The last factor that contributes to the compassion fatigue is detachment issues that counselors may struggle with. Detachment is described as the counselors ability to detach themselves from patients and separate their work life from their home lives (Benoit, 2007). Detachment becomes a problem when counselors begin having dreams about patients, having intrusive thoughts, compartmentalizing or separating situations at work, selectively forgetting to carry out important tasks and rationalizing situations that have bad outcomes. With all of the factors that can contribute to or lead to compassion fatigue, it is important that counselors can effectively measure and assess the signs of the compassion fatigue.

Conclusion
In the field of any helping profession, it is important that counselors express some of regard, non-directiveness, and empathy (Eunpu, 2007). Such qualities make certain individuals are highly suitable for the profession. However, the research has also pointed out that counselors that are perfectionists, controlling, and have a desire to be liked by their patients are thought to be at an increased risk for the compassion fatigue (Benoit, 2007). Through numerous studies and researches, perfectionism has been known to have both good and bad implications. The consequences that are consistent with perfectionism are a future that is vulnerable to distress, a chronic sense of failure, indecisiveness, procrastination, and shame (Bieling, 2004). Perfectionism that includes such characteristics is deemed unhealthy and is called maladaptive perfectionism (Bieling, 2004). This type of perfectionism is also believed to be consistent with people who are concerned about how others evaluate them, express self- doubt, and worry about making mistakes that could lead to problematic behaviors (Bieling, 2004). The responsibilities of having to deliver bad news, not knowing what to say or having to disclose numerous abnormal results can be a difficult task to complete daily (Benoit, 2007). Counselors who have the characteristic of the maladaptive perfectionism may have problems with such tasks that are required in the profession of the genetic counseling.

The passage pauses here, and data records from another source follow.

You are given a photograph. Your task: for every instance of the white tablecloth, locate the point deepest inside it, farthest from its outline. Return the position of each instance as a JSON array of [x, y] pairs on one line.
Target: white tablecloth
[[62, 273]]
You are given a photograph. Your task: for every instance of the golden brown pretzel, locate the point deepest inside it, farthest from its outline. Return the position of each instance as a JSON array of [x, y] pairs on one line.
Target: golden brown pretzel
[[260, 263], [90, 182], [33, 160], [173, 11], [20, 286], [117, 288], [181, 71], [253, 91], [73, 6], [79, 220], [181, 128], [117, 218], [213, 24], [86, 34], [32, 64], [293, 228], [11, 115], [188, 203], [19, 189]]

Often counselors feel responsible for the patients suffering when having to convey abnormal test results counselors may feel that in some way they have caused the patients pain (Benoit, 2007). In addition, counselors may feel overwhelmed after giving bad news and the realization that the next discussion with their patient will be on topics of termination or continuation of their pregnancy can also result in the compassion fatigue (Benoit, 2007). Another area that causes the compassion fatigue in counselors has to deal with difficult patient issues, such as the terminal illness, where a family member or baby has died due to the genetic condition which can be very taxing on a counselor. Moreover, having to effectively counsel patients with mental health disorders, or not being able to diagnose a patient symptoms or condition may lead to fatigue. Situations in which counselors identify their patients and other family members as being high risk can be stressful for the counselor (Benoit, 2007). It is now the counselors responsibility to ensure that the patient fully understands the importance of the information at hand and is able to communicate the news with other family members. This in turn, causes counselors to be concerned about the legal ramifications when there is no documentation that states that the patient was informed of their risk and the risk of other family members (Figley, 2002). Having such feelings is where the characteristic of being able to control the patient and their emotions could lead to an increase in experiencing the compassion fatigue within the counselor.